# Anlagenbetreuer in Norwegen gesucht!



## Minimax (2. Februar 2022)

Anglerboard Redaktion schrieb:


> *Interessant für alle Abenteurer und Vollblut-Angler! Sportreisen Teltow sucht einen Anlagenbetreuer in Norwegen.*
> 
> Anhang anzeigen 397656
> 
> ...


handwerklich geschickt....
nordisches Klima....


----------



## rippi (2. Februar 2022)

Ich hatte erst Angelabenteurer gelesen und war sofort Feuer und Flamme. Bin recht enttäuscht.


----------



## Lajos1 (2. Februar 2022)

rippi schrieb:


> Ich hatte erst Angelabenteurer gelesen und war sofort Feuer und Flamme. Bin recht enttäuscht.


Hallo,

und ich hatte erst Anlageberater gelesen und habe daher eine Bewerbung ausgeschlossen, denn zu diesen Halbgangstern wollte ich nicht gehören.

Gruß

Lajos


----------



## magi (2. Februar 2022)

"Handwerklich geschickt"...was auch immer das heißen mag. So allein im kahlen Norden, nur Dorschfiletierorxe, die was von einem wollen.


----------



## thanatos (4. Februar 2022)

Traumjob - Hausmeister - Putze - Mechaniker für Bootsmotoren - dazu dir das ewige Gesülze
von irgendwelchen Deppen ertragen - nee die sind mir schon als Mitbewohner auf den S...
gegangen ,habe Begegnungen wo möglich vermieden . Wenn ich als Angestellter da noch 
freundlich sein sollte ---- nee so´n dicket Fell hab ich nicht .


----------



## Seele (4. Februar 2022)

Wo muss ich wann hin kommen?  

Bin ich blöd oder steht es gar nicht drin wo das stattfinden soll?


----------



## buttweisser (4. Februar 2022)

Seele schrieb:


> Wo muss ich wann hin kommen?
> 
> Bin ich blöd oder steht es gar nicht drin wo das stattfinden soll?

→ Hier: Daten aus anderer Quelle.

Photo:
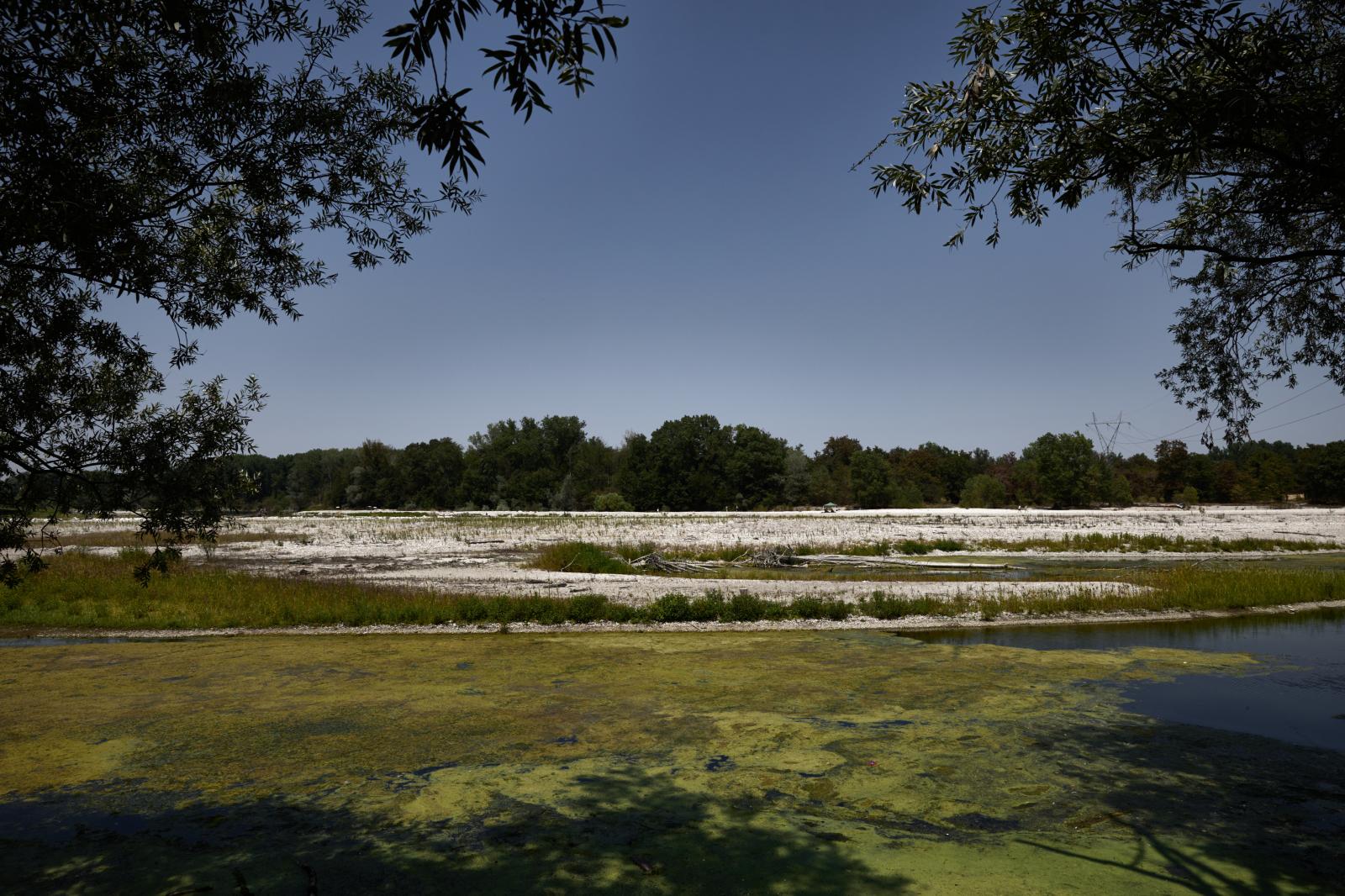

Steht doch drin - von März bis Oktober nach Norwegen kommen.


----------



## Brillendorsch (5. Februar 2022)

buttweisser schrieb:


> Steht doch drin - von März bis Oktober nach Norwegen kommen.


hmm, ich dachte zwischen März bis Oktober, 
Das wäre ja was. Bezahlung aber von - bis


----------



## Seele (5. Februar 2022)

Norwegen ist halt groß....


----------



## Lajos1 (5. Februar 2022)

Seele schrieb:


> Norwegen ist halt groß....


Hallo,

vor allem lang, von Lindesnes Fyr bis Kirkenes.

Gruß

Lajos


----------